菅原貴徳さんの2023ベストバイ「M.ZUIKO DIGITAL ED 8-25mm F4.0 PRO」
超望遠で野鳥を追いかけることが多いので、肉眼よりも広く世界が写る感覚は新鮮
今年はあまり買い物をしていなかったのだが、ほぼ唯一の買い足した撮影機材がOM SYSTEMの「M.ZUIKO DIGITAL ED 8-25mm F4.0 PRO」。主な被写体が野鳥なので、超望遠以外はあまり熱心に追えていなかったのだが、このレンズは2021年の発売当初から気になっていて、過去の取材でも何度か借りて使っていた。
その度に、画質の良さやズームレンジの使いやすさを実感していたものの、「M.ZUIKO DIGITAL ED 9-18mm F4.0-5.6」(コレもよく写る) や旧型の「M.ZUIKO DIGITAL ED 12-40mm F2.8 PRO」を持っていたこともあって、毎度決め手を欠いていた。ただ、やはり9-18mmにはない防塵防滴性や、最新のコーティングによる逆光性能の良さは頭に残っていて、キャッシュバックキャンペーンが実施されていた夏に思い切って買ってしまった、というわけ。
野鳥以外の被写体も安定の画質で捉える優等生レンズ
さて、35mm判換算で16〜50mm相当になる本レンズだが、広角からのズームであるほかには際立った特徴がない。しかし、それは悪い意味ではなく、どのズーム域でもクセがなく、非常によい解像度で写してくれるレンズということで、信頼感は厚い。M.ZUIKOレンズの広角には「M.ZUIKO DIGITAL ED 7-14mm F2.8 PRO」という選択肢もあったが、筆者の用途だと、広角域での歪みが少ない8-25mmの方が使いやすい。沈胴方式には賛否両論あるようだが、コンパクトさが売りのシステムだけに、可能ならどんどんやってほしいと思う。
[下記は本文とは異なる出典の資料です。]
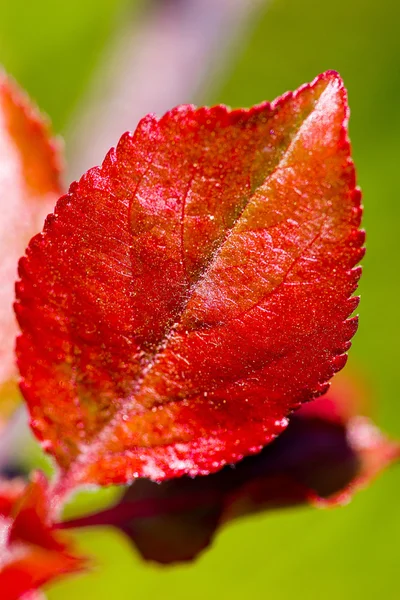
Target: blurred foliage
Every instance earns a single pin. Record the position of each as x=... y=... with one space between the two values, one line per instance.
x=349 y=552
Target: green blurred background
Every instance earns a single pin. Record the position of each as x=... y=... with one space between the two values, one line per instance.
x=350 y=552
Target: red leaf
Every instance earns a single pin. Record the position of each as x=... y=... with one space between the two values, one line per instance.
x=29 y=187
x=323 y=457
x=31 y=552
x=191 y=292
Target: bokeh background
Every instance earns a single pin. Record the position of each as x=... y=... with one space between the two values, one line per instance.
x=54 y=49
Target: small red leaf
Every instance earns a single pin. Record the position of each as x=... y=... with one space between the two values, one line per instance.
x=29 y=187
x=191 y=292
x=32 y=553
x=323 y=457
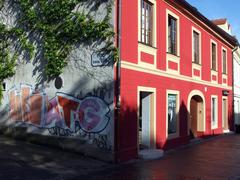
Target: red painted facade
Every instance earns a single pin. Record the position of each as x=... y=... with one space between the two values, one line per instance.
x=161 y=78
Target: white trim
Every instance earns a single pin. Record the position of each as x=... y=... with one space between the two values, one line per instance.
x=200 y=26
x=214 y=126
x=157 y=72
x=199 y=68
x=200 y=44
x=149 y=50
x=177 y=93
x=213 y=42
x=174 y=59
x=224 y=98
x=224 y=49
x=152 y=90
x=168 y=12
x=197 y=93
x=154 y=26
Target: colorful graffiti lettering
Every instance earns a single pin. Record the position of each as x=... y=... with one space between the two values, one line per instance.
x=62 y=115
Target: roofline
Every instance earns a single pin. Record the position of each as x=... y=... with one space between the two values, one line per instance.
x=232 y=40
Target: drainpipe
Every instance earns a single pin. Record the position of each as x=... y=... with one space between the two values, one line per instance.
x=118 y=82
x=233 y=51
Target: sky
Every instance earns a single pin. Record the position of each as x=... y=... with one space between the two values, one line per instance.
x=215 y=9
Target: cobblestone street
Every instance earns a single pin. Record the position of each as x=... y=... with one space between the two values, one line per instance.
x=217 y=158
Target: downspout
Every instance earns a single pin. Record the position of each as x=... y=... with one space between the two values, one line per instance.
x=233 y=116
x=118 y=83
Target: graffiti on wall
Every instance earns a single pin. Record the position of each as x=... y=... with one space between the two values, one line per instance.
x=63 y=115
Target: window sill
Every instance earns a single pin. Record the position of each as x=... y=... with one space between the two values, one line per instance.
x=213 y=70
x=148 y=45
x=172 y=136
x=197 y=64
x=173 y=57
x=171 y=54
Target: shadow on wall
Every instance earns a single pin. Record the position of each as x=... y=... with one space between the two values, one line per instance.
x=87 y=116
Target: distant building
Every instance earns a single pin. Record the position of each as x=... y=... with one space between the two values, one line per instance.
x=223 y=24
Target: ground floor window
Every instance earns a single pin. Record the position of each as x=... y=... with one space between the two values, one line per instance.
x=214 y=112
x=172 y=113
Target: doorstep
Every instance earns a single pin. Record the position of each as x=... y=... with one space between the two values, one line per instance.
x=150 y=154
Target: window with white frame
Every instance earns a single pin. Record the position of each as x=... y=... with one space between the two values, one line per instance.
x=146 y=22
x=214 y=112
x=214 y=56
x=172 y=35
x=196 y=47
x=172 y=113
x=224 y=61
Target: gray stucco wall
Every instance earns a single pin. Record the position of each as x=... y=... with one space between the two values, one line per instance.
x=81 y=108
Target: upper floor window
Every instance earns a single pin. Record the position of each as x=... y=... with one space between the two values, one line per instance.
x=214 y=56
x=146 y=22
x=172 y=113
x=224 y=59
x=172 y=35
x=214 y=112
x=196 y=47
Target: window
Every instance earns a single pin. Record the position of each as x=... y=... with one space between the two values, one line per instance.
x=172 y=35
x=172 y=113
x=196 y=47
x=224 y=59
x=214 y=57
x=214 y=112
x=146 y=22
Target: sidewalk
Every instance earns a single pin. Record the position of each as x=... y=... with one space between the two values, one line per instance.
x=217 y=158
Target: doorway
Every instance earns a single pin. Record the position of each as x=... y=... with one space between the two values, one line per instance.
x=146 y=122
x=196 y=116
x=225 y=115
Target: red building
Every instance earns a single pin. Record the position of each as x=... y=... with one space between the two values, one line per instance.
x=176 y=77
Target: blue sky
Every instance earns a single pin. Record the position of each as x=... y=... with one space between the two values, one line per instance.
x=214 y=9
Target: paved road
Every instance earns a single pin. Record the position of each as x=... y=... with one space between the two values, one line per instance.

導入当初は風景の中にいる鳥を一緒に写すことを想定していたが、いざ持ち出してみると、フィールドを歩く中で目に入る植物や昆虫、鳥の痕跡などを撮影することが多かった。「OM-1」との組み合わせも軽量なので、バリアングル液晶を活用して葉っぱの裏側に機材を突っ込んでみたり、最短撮影距離の短さを生かしてカエルににじり寄ってみたり、と撮影そのものを楽しんでいる。また、年を追うごとに鳥だけでなくその周辺の環境にもしっかりと目を向けたい気持ちが強くなっているのもあって、風景の撮影にも活躍している。
普段、望遠レンズを使って視界の一部を切り出す、ということが多いだけに、肉眼よりも広く世界が写る感覚は新鮮で、レンズワークの大切さや、写真を撮ることの面白さを改めて実感するきっかけになった。地上近くの葉っぱの裏側など、普通では覗き込めない視点から世界を見るのも面白い。常に使うわけではないけれども、いつもカバンに入っていて、いざ取り出せば安定の画質で写し撮ってくれる、優等生といった感じの1本。当初の目論見とは違った方向での活躍だけれども、文字通り「視野が広がった」という意味でも、「買ってよかった!」と思える。2024年はその視点を、本業の野鳥写真にも還元していきたい。
作例
森を散策中、地上近くの葉に目が止まり、カメラを下から突っ込んで、真上に向かって撮影してみた。葉っぱは歪みなく写っていながらも、背景はしっかりと広角特有の遠近感が表現されている点に面白さを感じる。視点を変えてくれるレンズだ。